と、ホルスターが言ったのでそのまま使用することにした。


 俺は嫁たちにも甘いが、息子にはもっと甘いのだ。ホルスターが良いというのであれば、採用に決まっている。


 しかし、今からこの調子では嫁たちがたくさん俺の子供たちを産んでくれたらどうなってしまうのだろうかと、自分でもちょっと心配だ。


 それはともかく、そんな経緯で名づけられた『パトリック砂漠戦仕様装備』であるが、それらの装備は一つの箱にまとめて入れてある。


 俺はその箱の中からまず数枚の布とシールを取り出す。

 この布とシールは魔道具だ。

 砂砂漠という場所はとても歩きにくいわけだが、この布とシールを使えば平地同様に歩けるようになるというわけだ。


 そこで、俺は布をパトリックの足に巻き、シールを馬車の車輪に貼ってやる。

 前に実験したときはこれで大丈夫だったので、問題ないと思う。


 次に取り出したのは冷却材だ。

 何せ砂漠は昼間暑いからな。

 ヴィクトリアのばあちゃんの話だと月でもそれは変わらないらしい。


 だから、これをパトリックと馬車の暖房器具に取り付けてやる。

 これを使えば、パトリックは砂漠を快適に歩けて、暖房器具から冷気が出るようになるのだ。

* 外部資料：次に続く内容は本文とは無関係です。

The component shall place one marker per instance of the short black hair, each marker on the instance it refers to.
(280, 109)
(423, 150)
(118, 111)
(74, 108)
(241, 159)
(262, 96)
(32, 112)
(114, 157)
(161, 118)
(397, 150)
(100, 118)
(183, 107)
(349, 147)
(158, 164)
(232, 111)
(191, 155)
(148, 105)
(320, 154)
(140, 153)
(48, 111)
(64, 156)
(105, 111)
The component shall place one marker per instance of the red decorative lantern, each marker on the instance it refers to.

 これで、多少は涼しくなるので砂漠の旅もマシになるだろう。


 そして、最後に砂塵対策用の装備など細かい物を取り出して、これを取り付けてっと。

 これで準備完了だ!


 改めてパトリックを見てみると、確かにカッコよかった。

 冷却材の入った馬装を身に着けたパトリックは確かに見栄えが良かった。


「パトリック、カッコいいね」


 何かホルスターがパトリックを見て喜んでいるので、俺はホルスターを抱きかかえるとパトリックの背中に乗せてやる。


「うわー、高いね」


 背中に乗せてもらって、ホルスターはとてもうれしそうだ。


「ホルスターちゃん、いいなあ」


 それを見て銀が羨ましそうにしているので、銀もパトリックに乗せてやる。


「うわー、本当に高いねえ」


 銀もパトリックに乗れてうれしそうだ。

 二人してキャッキャとはしゃぐ姿は子供らしくてとても微笑ましいと思う。


 さて、こうして準備も整ったことだし、先へ進むとしよう。


★★★


「馬車の中は冷房がきいてすごく快適ですね」


 馬車の冷房の前に陣取ったヴィクトリアちゃんが、そう言いながら嬉しそうにしている。


 確かにヴィクトリアちゃんの言う通りだ。

 灼熱の地獄である砂漠に対して、ここは天国そのものだ。

 今、馬車を操っているホルスト君、エリカちゃん、ルーナ様には悪いが、交代の時間まで我慢してもらうとする。


 もっとも御者台の方にも馬車の中から冷気が流れて行っているはずなので、そこまで暑くはないとは思うけど。


 しかし、それでも暑い中涼しいところでのんびりというのは十分なぜいたくだ。


「みなさん、冷たいお茶でも飲みますか?」


 のんびりしていると、ヴィクトリアちゃんがそう言い始めた。

 ヴィクトリアちゃんがこう言いだす時は自分も喉が渇いている時だ。

 自分だけで飲むのは悪いと思うらしく、こういう時は他人にも勧めてくれるのだった。


「ええ、お母さんは飲みたいわね」


 ソルセルリ様がそう言ったので、ヴィクトリアちゃんがみんなに配り始める。


「リネットさんもどうぞ」


 当然アタシにも配ってくれる。

 アタシはこれにシロップを入れて飲む。

 冷たくてとてもおいしかった。


「外にいる、ホルストさんたちにも配ってきますね」


 どうやらヴィクトリアちゃんは外にいるホルスト君たちにもお茶を配るつもりのようだ。

 外は暑いだろうからきっと喜ぶだろう。


 ジョボジョボと、ヴィクトリアちゃんがお茶をコップに注いで持って行こうとしたとき、突然外からホルスト君の声が聞こえてきた。


「お~い!敵だぞ!」


 どうやら魔物が現れたようだった。


「やれやれ」


 アタシたちは武器を持つと、立ち上がって、馬車の外に向かうのだった。